Very loosely speaking, there are some cards that have everything going from them: for the vintage cards, you might think of the uber high grade cards (from PSA and Beckett) of the top players in any given sport — like Gretzky or Howe, Michael Jordan, Mickey Mantel, Jerry Rice or Joe Montana, etc. It is my belief that these cards obey Exponential laws… tiny upticks in a card’s rarity blows-up the value like crazy.

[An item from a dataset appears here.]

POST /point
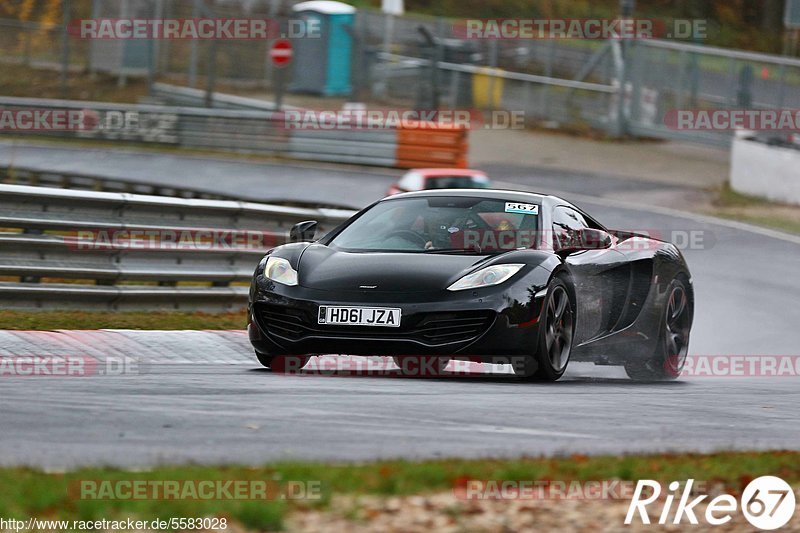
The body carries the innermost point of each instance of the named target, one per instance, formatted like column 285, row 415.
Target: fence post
column 65, row 7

It feels as if every “big dollar” collector wants these cards and will spend what it takes to get them. A PSA 10 isn’t just worth 10% or 50% more than a PSA 9. It might be worth 1000% more.

Then there are the cards of players who are extraordinary but fall just short of being superheroes. Let’s get real… these guys and girls are amazing… they represent the top 0.001% of sports talent in the world — but… they aren’t quite in the top 0.0000001%. And, because of that, their cards go up incrementally in value. A linear relationship might exist between their rookie card as a PSA 9 vs. PSA 10 — maybe one is worth $100 and the other $150. More, but not crazily so. Perhaps the RPA of a 20 goal scorer in hockey might be worth 50% more than a 30 goal scorer — which, of course, feels right… a player that producers 50% more should be represented by a card worth 50% more. (And, yet, this relation falls apart when we are talking about 50 goal scorers. Their value might be 500% that of the 30 goal scorer.)

What’s to be Done?

So… the problem having been stated… and a plausible theory explaining the puzzle having been presented… what can be done?

Well, first-off, anyone doing data science for purposes of prediction is going to have to make trade-offs between doing data-driven results vs. parametric modeling.

Letting data drive your model can be great, especially because the estimates you produce are gonna be accurate — they are, after all, pretty much just an averaging of the prices that you observed for that particular card… BUT this method is only gonna let you predict for what you’ve already got. Obviously, that sorta sucks — if two cards are highly similar, why not use data from one to inform prediction of the other?

Letting theory drive your model can be great, especially because it lets you predict the value of cards that you do not have data for, but only if your theory (or theories) are… in reality… the primary one’s that drive results. Moreover, if you need multiple theories to explain what is going on with some subsets of cards, but not others, then your scope conditions need to be well-defined (which is one of the major challenges here)

So, in my case, I may have to sacrifice range for accuracy — to focus more on what I do have rather than extrapolation. As a theoretical sort of guy, this isn’t wholly satisfying, but the game’s not over…

IF I can think through how to parameterize my model to accurately divide cards into the exponential vs linear data generating process… THEN I am the playoff team that was down 3 games to 1, but who has suddenly tied the series back up.

Some of this I have already done. Some I am working on. Some is still yet to be realized. But, overall, I feel pretty good that’s where we’re headed.

In future posts, I’ll get into some of the gritty details of what’s driving my current models and how I intend to evolve them.